Cécile Bost affirme notamment la principale limite du test de QI : "[...] Le test n'est pas prévu pour prendre en compte certains handicaps, notamment ceux en "dys-" (dys-lexie, -orthographie, -graphie, -calculie, -praxie...) qui gênent la personne dans sa compréhension des consignes ou dans leur exécution. Il est important de mentionner combien les difficultés d'apprentissages peuvent avoir un impact sur le résultat d'un test d'intelligence.". Un authentique surdoué peut ainsi ne pas être repéré si la psychologue se chargeant du test n'est pas suffisamment professionnelle pour dissocier un ou plusieurs handicaps de la surdouance. Mon QI hétérogène entre verbal et performance sont ainsi justement pour moi la manifestation d'une dyspraxie aplanissant mes résultats en performance.

De surcroît, une très bonne psychologue éveillée à la surdouance n'aura certainement aucun mal à percevoir rapidement cliniquement mon mode de fonctionnement cérébral différent, sans même avoir effectué mon test de QI, tellement ma pensée arborescente et divergente est expressive. Suivre une conversation avec moi est difficile et donnera lieu parfois à quelques énervements de certains de mes interlocuteurs car un mot en appelant souvent un autre sur des sujets parfois très éloignés, ces mêmes personnes ne comprendront pas toujours la nature du lien très subtil qui pourraient exister entre ces idées alors que pour ma part, il est tout à fait clair.

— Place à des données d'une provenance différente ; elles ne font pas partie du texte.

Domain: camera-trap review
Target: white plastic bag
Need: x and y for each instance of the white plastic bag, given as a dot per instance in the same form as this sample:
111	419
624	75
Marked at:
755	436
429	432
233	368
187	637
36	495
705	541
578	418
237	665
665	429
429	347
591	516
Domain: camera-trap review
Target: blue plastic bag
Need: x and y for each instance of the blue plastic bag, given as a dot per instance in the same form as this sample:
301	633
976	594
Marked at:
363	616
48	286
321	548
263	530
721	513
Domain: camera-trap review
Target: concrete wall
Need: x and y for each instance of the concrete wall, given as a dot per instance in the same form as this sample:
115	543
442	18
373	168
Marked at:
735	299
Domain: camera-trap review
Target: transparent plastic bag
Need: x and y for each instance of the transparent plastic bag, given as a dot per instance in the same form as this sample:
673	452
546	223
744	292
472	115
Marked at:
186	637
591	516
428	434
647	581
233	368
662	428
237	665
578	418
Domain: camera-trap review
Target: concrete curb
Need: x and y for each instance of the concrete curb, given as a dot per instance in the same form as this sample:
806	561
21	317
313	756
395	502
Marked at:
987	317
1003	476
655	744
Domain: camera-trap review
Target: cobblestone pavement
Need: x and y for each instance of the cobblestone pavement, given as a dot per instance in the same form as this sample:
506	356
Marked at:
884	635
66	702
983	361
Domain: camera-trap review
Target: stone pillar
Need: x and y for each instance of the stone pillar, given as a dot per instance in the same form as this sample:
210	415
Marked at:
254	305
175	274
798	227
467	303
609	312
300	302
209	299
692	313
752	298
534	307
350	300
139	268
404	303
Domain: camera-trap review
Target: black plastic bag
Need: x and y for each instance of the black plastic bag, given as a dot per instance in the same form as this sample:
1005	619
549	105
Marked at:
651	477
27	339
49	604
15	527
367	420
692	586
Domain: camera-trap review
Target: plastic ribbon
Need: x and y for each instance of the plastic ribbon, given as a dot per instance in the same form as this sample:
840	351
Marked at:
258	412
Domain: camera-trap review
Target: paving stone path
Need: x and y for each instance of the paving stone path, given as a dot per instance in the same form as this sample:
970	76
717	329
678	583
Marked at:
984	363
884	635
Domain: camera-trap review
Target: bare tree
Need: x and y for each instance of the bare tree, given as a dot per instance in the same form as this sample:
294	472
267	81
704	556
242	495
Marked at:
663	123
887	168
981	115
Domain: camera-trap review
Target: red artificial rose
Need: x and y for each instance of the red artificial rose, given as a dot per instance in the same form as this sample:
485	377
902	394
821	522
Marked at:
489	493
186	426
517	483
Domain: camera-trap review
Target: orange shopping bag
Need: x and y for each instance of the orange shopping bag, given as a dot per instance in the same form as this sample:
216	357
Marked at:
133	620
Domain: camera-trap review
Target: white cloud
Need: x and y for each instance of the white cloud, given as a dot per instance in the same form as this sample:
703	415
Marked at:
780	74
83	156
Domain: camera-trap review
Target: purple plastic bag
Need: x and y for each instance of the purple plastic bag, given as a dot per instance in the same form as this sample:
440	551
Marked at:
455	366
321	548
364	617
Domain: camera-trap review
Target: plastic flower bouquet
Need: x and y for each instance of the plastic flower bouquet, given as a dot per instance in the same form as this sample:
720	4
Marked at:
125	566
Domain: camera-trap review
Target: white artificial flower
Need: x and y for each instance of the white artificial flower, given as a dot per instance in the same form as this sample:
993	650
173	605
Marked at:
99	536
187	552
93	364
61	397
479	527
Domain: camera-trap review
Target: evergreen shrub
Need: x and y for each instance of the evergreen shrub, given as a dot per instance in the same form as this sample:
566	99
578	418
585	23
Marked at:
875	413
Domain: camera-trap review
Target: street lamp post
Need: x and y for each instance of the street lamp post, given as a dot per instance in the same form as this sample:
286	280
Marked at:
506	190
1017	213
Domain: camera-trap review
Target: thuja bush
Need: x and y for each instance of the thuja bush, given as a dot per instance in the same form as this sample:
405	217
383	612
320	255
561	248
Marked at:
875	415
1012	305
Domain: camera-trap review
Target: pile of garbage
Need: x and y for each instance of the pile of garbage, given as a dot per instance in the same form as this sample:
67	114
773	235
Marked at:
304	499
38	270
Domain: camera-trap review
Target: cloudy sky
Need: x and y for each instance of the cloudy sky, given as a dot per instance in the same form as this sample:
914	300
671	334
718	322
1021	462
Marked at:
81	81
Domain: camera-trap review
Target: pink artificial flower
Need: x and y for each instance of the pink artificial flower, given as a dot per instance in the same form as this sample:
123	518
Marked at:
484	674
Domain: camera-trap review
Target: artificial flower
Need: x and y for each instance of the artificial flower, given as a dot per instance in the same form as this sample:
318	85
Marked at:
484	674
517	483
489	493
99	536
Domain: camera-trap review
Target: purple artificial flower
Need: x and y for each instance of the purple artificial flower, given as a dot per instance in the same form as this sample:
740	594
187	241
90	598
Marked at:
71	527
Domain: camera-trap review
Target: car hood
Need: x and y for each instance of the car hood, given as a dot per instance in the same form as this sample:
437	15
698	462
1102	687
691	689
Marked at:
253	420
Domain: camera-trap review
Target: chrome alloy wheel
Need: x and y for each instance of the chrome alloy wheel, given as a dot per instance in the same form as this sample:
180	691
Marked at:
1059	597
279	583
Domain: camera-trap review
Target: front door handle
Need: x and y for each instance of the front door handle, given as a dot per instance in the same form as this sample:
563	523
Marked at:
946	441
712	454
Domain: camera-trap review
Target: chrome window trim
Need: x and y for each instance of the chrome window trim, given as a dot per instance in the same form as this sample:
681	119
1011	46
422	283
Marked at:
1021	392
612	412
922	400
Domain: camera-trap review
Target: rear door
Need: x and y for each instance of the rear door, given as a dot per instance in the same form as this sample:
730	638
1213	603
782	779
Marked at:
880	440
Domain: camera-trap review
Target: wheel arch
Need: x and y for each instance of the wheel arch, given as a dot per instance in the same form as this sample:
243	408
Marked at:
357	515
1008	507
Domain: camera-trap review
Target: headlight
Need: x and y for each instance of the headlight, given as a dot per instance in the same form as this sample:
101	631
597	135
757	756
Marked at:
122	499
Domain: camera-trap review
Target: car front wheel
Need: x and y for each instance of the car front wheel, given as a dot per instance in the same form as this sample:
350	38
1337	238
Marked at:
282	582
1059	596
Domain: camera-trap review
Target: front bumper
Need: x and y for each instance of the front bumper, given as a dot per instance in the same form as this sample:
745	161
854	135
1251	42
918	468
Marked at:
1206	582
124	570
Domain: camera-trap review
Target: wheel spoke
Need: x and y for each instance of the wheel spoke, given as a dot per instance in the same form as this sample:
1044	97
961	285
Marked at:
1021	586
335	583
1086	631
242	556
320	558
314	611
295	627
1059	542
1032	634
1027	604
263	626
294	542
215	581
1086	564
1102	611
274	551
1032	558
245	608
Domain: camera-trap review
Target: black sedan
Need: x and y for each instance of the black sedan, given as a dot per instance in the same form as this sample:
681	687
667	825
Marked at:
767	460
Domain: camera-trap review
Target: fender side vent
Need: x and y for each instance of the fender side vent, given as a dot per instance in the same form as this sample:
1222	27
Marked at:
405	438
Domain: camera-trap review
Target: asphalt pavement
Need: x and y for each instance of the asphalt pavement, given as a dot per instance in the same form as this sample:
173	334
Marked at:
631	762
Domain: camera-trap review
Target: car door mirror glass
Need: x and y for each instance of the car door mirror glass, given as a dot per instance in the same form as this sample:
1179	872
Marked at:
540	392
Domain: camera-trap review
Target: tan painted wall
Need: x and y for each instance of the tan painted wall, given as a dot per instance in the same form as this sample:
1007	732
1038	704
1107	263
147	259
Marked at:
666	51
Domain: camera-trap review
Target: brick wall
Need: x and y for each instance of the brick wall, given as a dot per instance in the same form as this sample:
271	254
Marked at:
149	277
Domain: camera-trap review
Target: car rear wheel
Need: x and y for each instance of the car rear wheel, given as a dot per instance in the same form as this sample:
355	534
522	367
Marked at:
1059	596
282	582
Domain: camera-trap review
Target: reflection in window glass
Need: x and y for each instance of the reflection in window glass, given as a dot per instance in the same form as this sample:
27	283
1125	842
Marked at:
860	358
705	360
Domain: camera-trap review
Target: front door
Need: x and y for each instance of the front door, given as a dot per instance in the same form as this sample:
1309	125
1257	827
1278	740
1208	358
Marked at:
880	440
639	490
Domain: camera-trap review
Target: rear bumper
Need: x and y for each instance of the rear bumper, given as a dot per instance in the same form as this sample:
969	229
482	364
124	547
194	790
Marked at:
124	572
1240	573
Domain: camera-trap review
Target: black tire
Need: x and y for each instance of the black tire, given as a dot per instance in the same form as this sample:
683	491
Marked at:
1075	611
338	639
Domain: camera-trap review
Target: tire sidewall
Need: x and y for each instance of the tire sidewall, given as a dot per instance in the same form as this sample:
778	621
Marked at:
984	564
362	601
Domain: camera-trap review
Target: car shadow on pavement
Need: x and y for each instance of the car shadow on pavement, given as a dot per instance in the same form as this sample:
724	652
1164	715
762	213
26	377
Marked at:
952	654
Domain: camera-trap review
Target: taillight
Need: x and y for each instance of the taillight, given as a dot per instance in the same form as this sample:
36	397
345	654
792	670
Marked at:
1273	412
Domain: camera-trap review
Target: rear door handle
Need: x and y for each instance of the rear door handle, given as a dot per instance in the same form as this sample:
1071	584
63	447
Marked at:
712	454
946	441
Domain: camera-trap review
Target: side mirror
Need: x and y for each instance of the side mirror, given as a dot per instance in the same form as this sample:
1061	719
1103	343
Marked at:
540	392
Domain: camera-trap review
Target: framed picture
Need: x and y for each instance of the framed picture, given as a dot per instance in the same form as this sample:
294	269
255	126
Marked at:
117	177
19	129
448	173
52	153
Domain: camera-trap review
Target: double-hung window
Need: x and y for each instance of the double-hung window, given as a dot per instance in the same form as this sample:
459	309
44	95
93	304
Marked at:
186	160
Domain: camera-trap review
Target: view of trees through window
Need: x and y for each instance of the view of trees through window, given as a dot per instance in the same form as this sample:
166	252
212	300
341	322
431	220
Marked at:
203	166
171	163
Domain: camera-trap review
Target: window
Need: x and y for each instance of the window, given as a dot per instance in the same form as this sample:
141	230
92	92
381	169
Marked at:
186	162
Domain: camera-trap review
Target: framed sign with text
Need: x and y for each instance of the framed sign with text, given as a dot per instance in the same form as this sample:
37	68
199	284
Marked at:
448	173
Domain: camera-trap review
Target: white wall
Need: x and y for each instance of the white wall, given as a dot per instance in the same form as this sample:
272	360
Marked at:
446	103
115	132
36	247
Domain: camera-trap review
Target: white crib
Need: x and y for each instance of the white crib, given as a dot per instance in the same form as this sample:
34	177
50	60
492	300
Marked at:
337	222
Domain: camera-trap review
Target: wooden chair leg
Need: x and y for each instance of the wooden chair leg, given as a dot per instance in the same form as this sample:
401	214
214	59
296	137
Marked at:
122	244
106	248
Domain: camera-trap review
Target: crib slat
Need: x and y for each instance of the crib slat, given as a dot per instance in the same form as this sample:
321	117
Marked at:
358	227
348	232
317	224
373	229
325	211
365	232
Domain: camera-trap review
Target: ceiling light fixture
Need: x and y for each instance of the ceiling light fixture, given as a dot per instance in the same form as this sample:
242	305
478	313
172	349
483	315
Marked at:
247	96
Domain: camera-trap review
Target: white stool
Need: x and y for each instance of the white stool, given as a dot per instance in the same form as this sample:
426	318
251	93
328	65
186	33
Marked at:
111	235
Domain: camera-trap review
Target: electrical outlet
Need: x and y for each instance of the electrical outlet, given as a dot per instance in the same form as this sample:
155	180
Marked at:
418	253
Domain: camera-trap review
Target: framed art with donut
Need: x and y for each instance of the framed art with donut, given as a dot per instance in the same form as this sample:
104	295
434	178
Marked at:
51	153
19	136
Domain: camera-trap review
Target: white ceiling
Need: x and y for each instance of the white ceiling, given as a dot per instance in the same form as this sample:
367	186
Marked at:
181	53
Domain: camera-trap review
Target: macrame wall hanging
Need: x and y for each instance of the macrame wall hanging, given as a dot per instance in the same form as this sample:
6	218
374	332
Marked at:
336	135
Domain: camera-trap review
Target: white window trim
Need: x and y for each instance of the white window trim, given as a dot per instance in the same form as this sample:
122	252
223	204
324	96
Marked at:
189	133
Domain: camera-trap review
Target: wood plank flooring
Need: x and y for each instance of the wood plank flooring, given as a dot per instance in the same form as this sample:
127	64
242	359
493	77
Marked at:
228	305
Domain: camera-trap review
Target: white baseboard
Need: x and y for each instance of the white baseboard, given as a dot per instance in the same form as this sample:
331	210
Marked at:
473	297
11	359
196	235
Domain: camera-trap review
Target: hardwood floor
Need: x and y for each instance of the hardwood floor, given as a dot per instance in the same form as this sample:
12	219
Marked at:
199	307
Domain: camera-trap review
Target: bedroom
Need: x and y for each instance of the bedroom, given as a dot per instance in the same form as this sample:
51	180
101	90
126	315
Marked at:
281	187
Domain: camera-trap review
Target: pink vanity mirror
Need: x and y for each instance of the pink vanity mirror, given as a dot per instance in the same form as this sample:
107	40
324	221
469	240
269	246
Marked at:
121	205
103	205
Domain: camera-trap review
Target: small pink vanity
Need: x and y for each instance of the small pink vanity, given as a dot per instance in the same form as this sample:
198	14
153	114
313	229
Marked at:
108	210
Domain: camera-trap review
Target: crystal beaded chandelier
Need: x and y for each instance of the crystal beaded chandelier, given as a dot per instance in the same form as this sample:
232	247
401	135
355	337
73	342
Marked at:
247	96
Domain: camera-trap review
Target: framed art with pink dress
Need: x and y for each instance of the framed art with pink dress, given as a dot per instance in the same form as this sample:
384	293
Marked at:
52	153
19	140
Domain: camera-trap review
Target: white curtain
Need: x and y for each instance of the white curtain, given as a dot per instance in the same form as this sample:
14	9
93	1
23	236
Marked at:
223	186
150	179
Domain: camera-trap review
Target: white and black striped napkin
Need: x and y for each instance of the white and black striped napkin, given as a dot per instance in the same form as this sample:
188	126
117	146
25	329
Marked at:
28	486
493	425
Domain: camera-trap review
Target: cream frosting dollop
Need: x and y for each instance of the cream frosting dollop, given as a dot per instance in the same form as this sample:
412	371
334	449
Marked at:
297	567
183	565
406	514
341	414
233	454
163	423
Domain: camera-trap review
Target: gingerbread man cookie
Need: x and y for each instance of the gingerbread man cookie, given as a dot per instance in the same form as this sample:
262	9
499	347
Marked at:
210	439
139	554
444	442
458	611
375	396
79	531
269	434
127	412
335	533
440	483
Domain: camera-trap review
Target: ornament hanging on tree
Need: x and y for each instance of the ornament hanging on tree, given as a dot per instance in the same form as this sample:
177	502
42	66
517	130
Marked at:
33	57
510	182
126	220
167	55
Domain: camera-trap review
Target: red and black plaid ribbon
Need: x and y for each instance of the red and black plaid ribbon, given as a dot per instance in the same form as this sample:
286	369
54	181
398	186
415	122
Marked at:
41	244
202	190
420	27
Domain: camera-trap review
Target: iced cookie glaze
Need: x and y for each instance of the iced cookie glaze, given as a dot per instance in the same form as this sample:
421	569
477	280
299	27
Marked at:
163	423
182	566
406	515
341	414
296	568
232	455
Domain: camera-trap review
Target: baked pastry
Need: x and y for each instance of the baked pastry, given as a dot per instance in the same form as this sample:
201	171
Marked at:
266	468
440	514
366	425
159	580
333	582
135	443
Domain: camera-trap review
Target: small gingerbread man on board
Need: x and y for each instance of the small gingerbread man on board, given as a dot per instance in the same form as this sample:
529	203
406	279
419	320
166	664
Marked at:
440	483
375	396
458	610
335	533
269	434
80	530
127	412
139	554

En l'absence de tous ces troubles psycho-moteurs, elle en a convenu à l'époque que je suis un sujet totalement broyé par le système éducatif appartenant sans nul doute au 2% de la population d'où ce fort sentiment de décalage permanent si étouffant avec mes camarades de classe durant l'enfance que j'arrive à très bien gérer aujourd'hui, arrivé à l'age adulte, car ce qui me sauve aujourd'hui dans mes tourments, c'est mon humour déconcertant, que j'ai su me forger au fil des années pour m'intégrer en faisant rire les autres ! Le QI n'a pas pu convenablement exprimer toutes mes capacités mais qu'importe, mon hypersensibilité d'adulte à haut potentiel est présente et bien présente ; c'est celle-ci qu'il convient finalement de prendre en considération. Cet humour qui jaillit n'importe comment, n'importe quand, n'importe où, fut ma façon de m'extérioriser vers les autres pour ne pas paraître trop austère, trop distant, trop inquiétant aux yeux de la société.

A force d'expérimentations personnelles, mes acquis en photographie et mes recherches en zootechniques me permettent désormais d'exprimer pleinement ce don motivé par une hypersensibilité terrible (l'inné). Reconnu par mes pairs, reconnu par la société, on vit forcément mieux. Identifié extérieurement favorablement, notre perception interne s'améliore. Mon comportement ou ma différence tolérée par les autres, on est forcément motivé à se dépasser pour son bonheur mais aussi pour le bonheur de tous car il ne faut pas oublier que le surdoué est une personne animée par un fort altruisme ainsi que par une intense empathie.